’MUHAFAZAKAR Türkiye’nin bütün katman ve kesimlerinde, İslamcı muhitlerinde unvanlar ve payeler bol kepçe dağıtılır. Bu kimselerin dokuza çıkan adı her ne olursa olsun bir daha inmez sekize. Böylece yazar, düşünür, bilim adamı olması gerekenler şeyhleşirler. Bu çarpıklığı Prof. Dr. Şerif Mardin örneğinde de görüyoruz.

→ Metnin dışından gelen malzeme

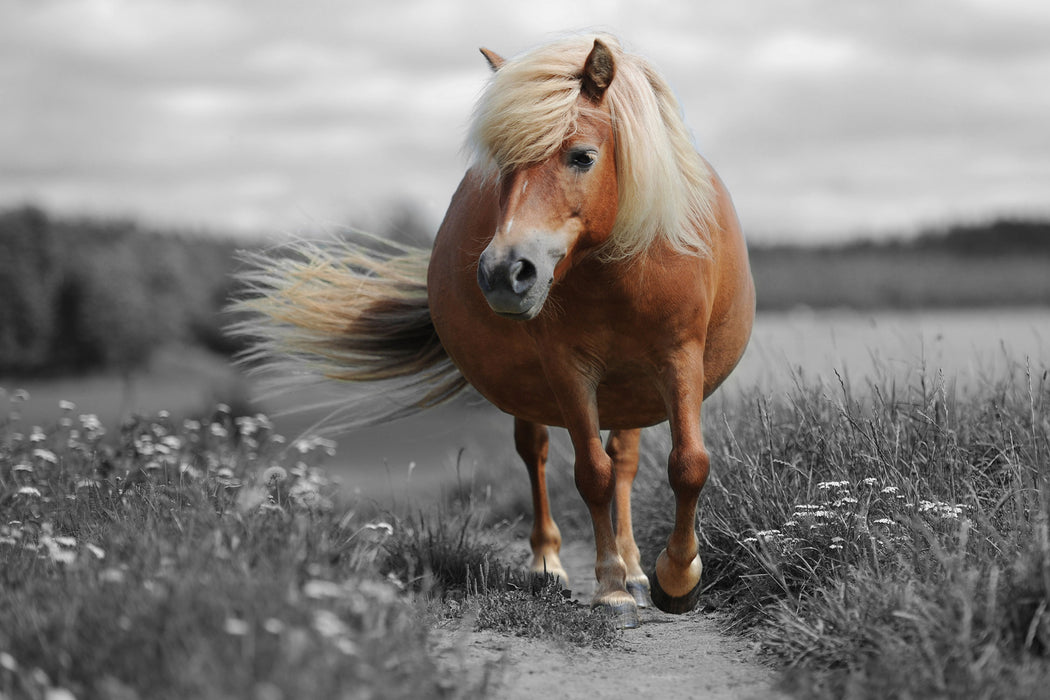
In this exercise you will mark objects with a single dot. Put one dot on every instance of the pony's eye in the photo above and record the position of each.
(582, 160)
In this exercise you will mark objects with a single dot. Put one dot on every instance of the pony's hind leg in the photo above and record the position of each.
(623, 447)
(531, 442)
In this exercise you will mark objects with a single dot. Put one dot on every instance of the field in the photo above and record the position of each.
(877, 521)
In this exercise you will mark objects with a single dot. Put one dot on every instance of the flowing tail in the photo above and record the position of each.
(347, 311)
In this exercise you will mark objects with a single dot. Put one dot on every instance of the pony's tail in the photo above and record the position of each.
(349, 311)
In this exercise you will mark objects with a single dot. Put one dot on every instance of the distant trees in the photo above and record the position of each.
(82, 295)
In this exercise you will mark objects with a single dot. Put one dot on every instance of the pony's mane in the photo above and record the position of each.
(531, 106)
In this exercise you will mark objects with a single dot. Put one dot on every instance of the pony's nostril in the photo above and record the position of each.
(522, 276)
(483, 280)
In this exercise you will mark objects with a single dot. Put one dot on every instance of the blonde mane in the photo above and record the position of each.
(531, 106)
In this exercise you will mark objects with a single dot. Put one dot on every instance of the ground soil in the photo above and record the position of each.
(668, 656)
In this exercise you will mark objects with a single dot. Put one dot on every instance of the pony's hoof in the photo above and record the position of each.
(639, 590)
(671, 603)
(625, 615)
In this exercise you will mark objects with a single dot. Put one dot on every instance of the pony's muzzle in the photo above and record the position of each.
(511, 283)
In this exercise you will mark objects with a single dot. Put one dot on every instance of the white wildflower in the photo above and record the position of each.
(823, 486)
(235, 627)
(318, 588)
(329, 624)
(274, 473)
(380, 527)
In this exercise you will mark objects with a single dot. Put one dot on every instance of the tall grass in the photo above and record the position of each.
(883, 541)
(212, 558)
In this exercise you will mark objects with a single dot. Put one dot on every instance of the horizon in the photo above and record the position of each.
(828, 123)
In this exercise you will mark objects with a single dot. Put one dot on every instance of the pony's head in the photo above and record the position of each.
(588, 151)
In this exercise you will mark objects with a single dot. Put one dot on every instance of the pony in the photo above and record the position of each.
(590, 273)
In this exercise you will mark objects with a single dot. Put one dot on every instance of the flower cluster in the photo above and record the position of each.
(77, 463)
(847, 518)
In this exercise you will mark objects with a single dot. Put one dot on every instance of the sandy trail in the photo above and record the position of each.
(668, 656)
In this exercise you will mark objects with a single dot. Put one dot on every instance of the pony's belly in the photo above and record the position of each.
(504, 366)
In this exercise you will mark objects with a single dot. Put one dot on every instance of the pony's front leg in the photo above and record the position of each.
(596, 485)
(676, 579)
(531, 442)
(623, 448)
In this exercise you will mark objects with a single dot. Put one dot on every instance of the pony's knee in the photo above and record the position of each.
(687, 469)
(531, 442)
(594, 479)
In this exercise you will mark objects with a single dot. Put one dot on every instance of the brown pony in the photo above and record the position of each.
(589, 273)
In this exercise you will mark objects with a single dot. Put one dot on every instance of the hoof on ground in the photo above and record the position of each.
(639, 590)
(625, 615)
(672, 603)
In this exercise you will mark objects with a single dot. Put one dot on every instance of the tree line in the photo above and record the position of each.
(81, 295)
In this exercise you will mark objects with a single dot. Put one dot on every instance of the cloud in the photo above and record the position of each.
(823, 118)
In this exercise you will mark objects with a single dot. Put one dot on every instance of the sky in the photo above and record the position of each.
(827, 120)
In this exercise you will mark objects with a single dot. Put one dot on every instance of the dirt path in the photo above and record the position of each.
(668, 656)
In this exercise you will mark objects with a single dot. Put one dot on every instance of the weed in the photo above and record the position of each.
(888, 541)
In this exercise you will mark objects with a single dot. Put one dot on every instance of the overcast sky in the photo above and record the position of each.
(826, 119)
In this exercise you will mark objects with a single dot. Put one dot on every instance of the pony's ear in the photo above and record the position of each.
(599, 70)
(495, 60)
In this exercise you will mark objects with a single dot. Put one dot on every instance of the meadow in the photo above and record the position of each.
(878, 525)
(877, 520)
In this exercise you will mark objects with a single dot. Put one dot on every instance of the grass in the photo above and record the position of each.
(884, 538)
(210, 558)
(884, 541)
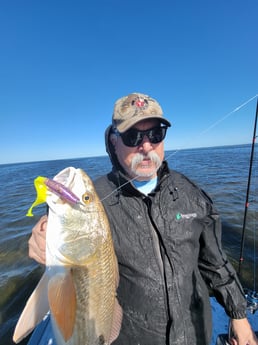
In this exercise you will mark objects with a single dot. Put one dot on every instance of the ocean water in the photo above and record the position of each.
(221, 171)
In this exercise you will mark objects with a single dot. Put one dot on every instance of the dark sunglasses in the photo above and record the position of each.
(134, 137)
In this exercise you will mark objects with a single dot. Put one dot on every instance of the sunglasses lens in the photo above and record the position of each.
(134, 137)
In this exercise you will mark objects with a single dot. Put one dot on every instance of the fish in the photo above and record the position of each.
(81, 277)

Şerif Mardin’in öğrencisi olmadım, tanışmadım, kendisine herhangi bir cemaat hayranlığım yok. Kitaplarını son birkaç yıl içinde okumaya çalıştığım için, ne sosyal bilimciliğine ne de bir aydınlığına. Neden böyle olduğunu anlatayım:
Ayşe Arman’ın Şerif Mardin ile yaptığı ve 16 Eylül tarihli Hürriyet’te yayınlanan söyleşide herkes gözünü sosyoloğun tek cümlesine çevirdi. Gazete yazıcıları da sadece, türban yasağının yüzde yüz antidemokratik olduğunu, kadınların geleceğini tehlikede gördüğünü ileri sürdüğü cümleyi ele aldılar. Mardin’in kadınların geleceğini tehlikede gördüğünden etkilenen gazete yazıcıları bunca yıldır akılları neredeydi? 1970’lerin ortalarından itibaren meydana gelen olumsuz gelişmeleri kör gözleri göremeyenler şimdi alkış mı bekliyorlar?
İLGİNÇ BİR TANIM!
Kadınlarla ilgili çok ciddi sorunların olduğunu söyleyen Şerif Mardin, "Belki de bütün bukorkular yersizdir" diye ekliyor. Bir toplumsal olgu ya tehlikelidir ya da değildir. Bu olguyu bir sosyolog tehlikeli bulabilir, bir başkası bulmaz. Bu da doğal. Ama tehlikeyi saptayan bir bilim adamının "Belki de bu korkular yersizdir" dediğine ilk kez tanık oluyoruz.
Oysa tehlikenin ne olduğunu kendisi açıklıyor:
"19. yüzyılda Osmanlı İmparatorluğu’nda Anadolu’da çok teşkilatçı bir dini kurum yayılmıştı: Nakşibendilik. Nakşibendilik, yalnız dini inanç değil, aynı zamanda insanlara yön vermeye çalışan bir kuruluştu. Türkiye’de bilinmeyen bir şey, Nakşibendilerin 18. yüzyılın sonunda ve 19. yüzyılda teşkilatçı olmaya başladıkları. Mahalli teşkilatçı. Devletle rekabet halinde. Kemalistlerin göremedikleri şeylerden bir tanesi, Nakşibendilerin kurdukları teşkilatın ne kadar güçlü olduğu. Bunu anlayamadılar."
Prof. Dr. Şerif Mardin fena halde yanılıyor. Cumhuriyet, Nakşibendiğin nasıl bir bela olduğunu taa birinci Meclis’te görmüştü. Çıkartılan Devrim Yasaları bunun en önemli kanıtı.
Başta Şeyh Said isyanı olmak üzere Kürt isyanlarının Nakşibendiler tarafından çıkartıldığını bilmiyor mu Şerif Mardin? Devletle rekabet halinde olan Nakşibendiler, Nurculuk, Yeni Nurculuk (Fethullahçılık) ve öteki cemaatler neden teşkilatlandılar? Cumhuriyeti yıkmak için! Bunun böyle olduğunu çok iyi biliyor Said Nursi uzmanı ve hayranı Şerif Mardin ama bilimsel dürüstlüğü unutup söylemiyor gerçeği! Söyleyemiyor! Söylemeliydi!
NAKŞİ ANAYASA!
17 Eylül tarihli Hürriyet Gazetesi’nde Anayasa Mahkemesi eski başkanlarından Mustafa Bumin’in de uyardığı gibi, sorun sadece türban değil, modern kadınlarımızın dekolte kıyafeti ya da boğaz sefaları değil. Her geçen gün büyüyen İslamcı faşizm. Bu faşizmi görenlere paranoyak muamelesi yapıldı. "Roberto Carlos Cengiz Çandar takımı" tarafından antidemokrat ve askerci ilan edildi. Kimileri uyanıyor ama artık çok geç. Nakşibendi darbesi çoktan başladı. Çok yakında nur topu gibi bir Nakşi anayasamız da olacak.